El segundo de a bordo controla las maniobras de desatraque del buque en la dársena militar del puerto de Cartagena. / JOSÉ MARÍA RODRÍGUEZ |
La cálida caricia del aire en la dársena militar del puerto de Cartagena y el cielo de primera hora de la mañana de la costa mediterránea desaparecen al descender por la trampilla del 'Galerna'. Hay que seguir bajando para abandonar la vela, una posición privilegiada desde la que el comandante y el segundo de a bordo han dirigido las delicadas maniobras de desatraque: «Atrás uno. ¡Para! Toda la caña a estribor. Avante uno. ¡Para!». Todo ello, con la ayuda de una 'empujadora', una pequeña embarcación que facilita la tarea. La trampilla, por la que difícilmente cabe un tipo voluminoso, da paso a una angosta escalerilla jalonada por cables, manivelas, válvulas y parte de uno de los dos periscopios. Hay que mirar muy bien dónde pone uno las manos... y los pies. Es fácil tropezar.
Al final espera otra escotilla, abierta, y más escalones. Seguimos bajando por las entrañas de este gigantesco cetáceo de acero de 1.500 toneladas y 67 metros de eslora y, por unos segundos, todo es oscuridad. En el último tramo, las pupilas tratan de acostumbrarse a la claustrofóbica realidad. Estamos en el interior del 'Galerna', el primer submarino de la clase 'Agosta' que la Armada incorporó en los años 80. En sus puestos ya están preparados 44 hombres y mujeres de los 64 que habitualmente conforman la dotación completa del buque, entre el comandante (Alfonso Carrasco, 42 años), oficiales, suboficiales, cabos y marineros. No hay que atender a una misión internacional, de esas que duran hasta seis semanas (por la capacidad de la despensa), así que no hace falta embarcar a toda la tripulación. Y cuando el espacio es tan escaso, eso se agradece.
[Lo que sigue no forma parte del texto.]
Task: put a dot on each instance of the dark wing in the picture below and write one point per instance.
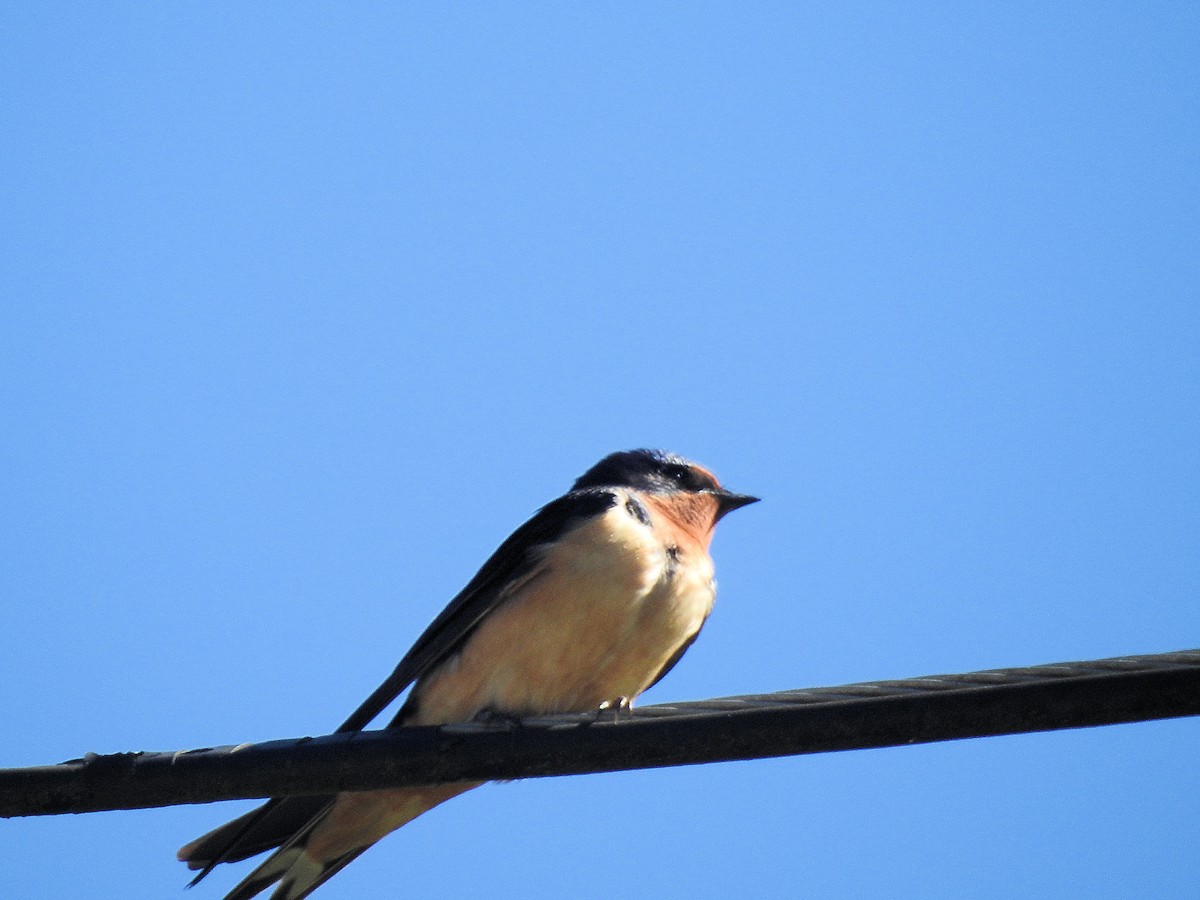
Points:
(511, 561)
(277, 820)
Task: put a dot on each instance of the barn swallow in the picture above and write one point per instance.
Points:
(583, 607)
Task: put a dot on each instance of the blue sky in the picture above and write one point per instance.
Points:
(306, 307)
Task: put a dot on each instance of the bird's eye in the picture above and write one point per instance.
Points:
(681, 474)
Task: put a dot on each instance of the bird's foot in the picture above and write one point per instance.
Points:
(616, 706)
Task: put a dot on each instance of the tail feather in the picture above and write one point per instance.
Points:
(261, 829)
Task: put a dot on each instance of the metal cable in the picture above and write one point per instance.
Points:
(873, 714)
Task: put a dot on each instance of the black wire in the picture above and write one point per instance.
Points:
(1006, 701)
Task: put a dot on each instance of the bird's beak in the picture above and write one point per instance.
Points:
(727, 502)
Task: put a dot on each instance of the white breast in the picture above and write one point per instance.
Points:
(599, 619)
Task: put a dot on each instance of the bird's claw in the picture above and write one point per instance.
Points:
(616, 706)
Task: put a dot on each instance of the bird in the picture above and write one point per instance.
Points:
(583, 607)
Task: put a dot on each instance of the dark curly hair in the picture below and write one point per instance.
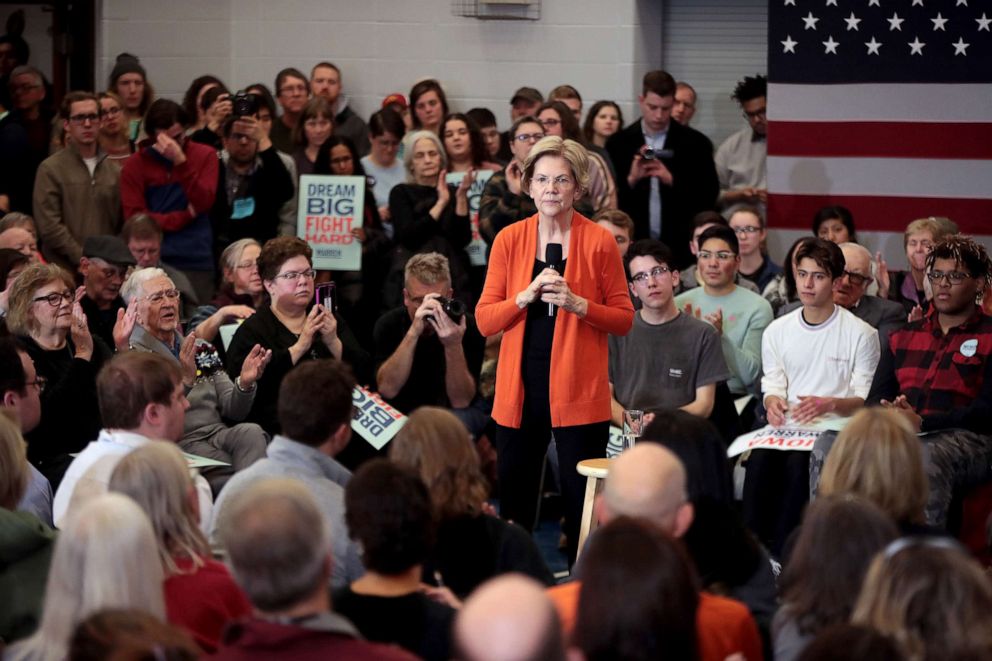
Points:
(388, 512)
O eso se comenta en el comedor de la marinería, con capacidad para diez personas muy apretadas: «Échate un poco para allá».
El S-71, el más antiguo de los tres S-70 de la Armada, con más de 32 años de servicio, participa en un ejercicio con una unidad de la Fuerza de Guerra Naval Especial, así que solo serán necesarias unas horas de navegación e inmersión. Suficientes para que un novato atisbe cómo se vive dentro del 'tubo'. Todos son voluntarios, claro. «Aquí no se puede venir obligado», ilustra el comandante Carrasco. Pura vocación por 1.200 euros al mes para los marineros. Unos 1.800 para un oficial. El alférez de navío Carlos Martínez, de 29 años, quería esta vida desde pequeño, cuando su padre, también militar, también submarinista, le contaba historias sobre las proezas navales de Isaac Peral. Dos tremendos bocinazos sacan de la ensoñación a cualquiera. «Alerta de inmersión». Luz roja en el rincón del sónar. La zona de mando es un hervidero. Al fondo se divisa un largo pasillo de no más de un metro de ancho en el que se aprovecha hasta el más mínimo hueco. La única ducha. Dos retretes. El manual de instrucciones del buque (en francés) y algunas de las más de mil cajas de repuestos distribuidas estratégicamente por toda la nave. El camarote del comandante, el único que cuenta con habitación propia, es una 'suite' de dos metros cuadrados con aseo propio, pero comparte la ducha con el resto de la tripulación. Una norma no escrita de a bordo establece un baño (y rapidito) por persona cada tres días, por razones operativas. «Una de las primeras cosas que se pierden aquí dentro es el olfato», ilustra un cabo primero. Al poner el pie en el 'Galerna', una rara mezcla de olor a salitre, humedad, humanidad y grasa industrial sacude la cabeza.
Aprender a coscorrones
No es lo único que golpea al visitante, que aprende sobre la marcha a moverse por el submarino como un contorsionista. Un saliente metálico y traidor en la sala de máquinas es el culpable del primer golpe en la coronilla, con chichón incluido. «En el 'tubo' se aprende a base de coscorrones», certifica el enfermero de la dotación, teniente Raúl Sánchez, de 34 años, casado y padre de dos gemelas de 5. «Uno se acostumbra rápido. Las brechas no son un problema. Hay que tener más cuidado cuando uno se resfría o tiene gripe, porque cae toda la tripulación. Aquí no se pueden abrir las ventana para ventilar», sonríe. Por eso se hacen revisiones médicas antes de embarcar. «Suelo atender dolores musculares, tapones en los oídos... y hay que tener cuidado con las heridas, por pequeñas que sean. Son difíciles de cicatrizar por la atmósfera del submarino. Además, no tener un solo momento de intimidad resulta duro. En el submarino estás siempre pegado a alguien», ilustra. Porque también hay que tener cuidado con la ansiedad. Los últimos días antes de llegar a puerto «se hacen muy cuesta arriba», se sincera el comandante. «Lo peor es no ver la luz del sol», aclara rotundo el marinero José Ramón Morente.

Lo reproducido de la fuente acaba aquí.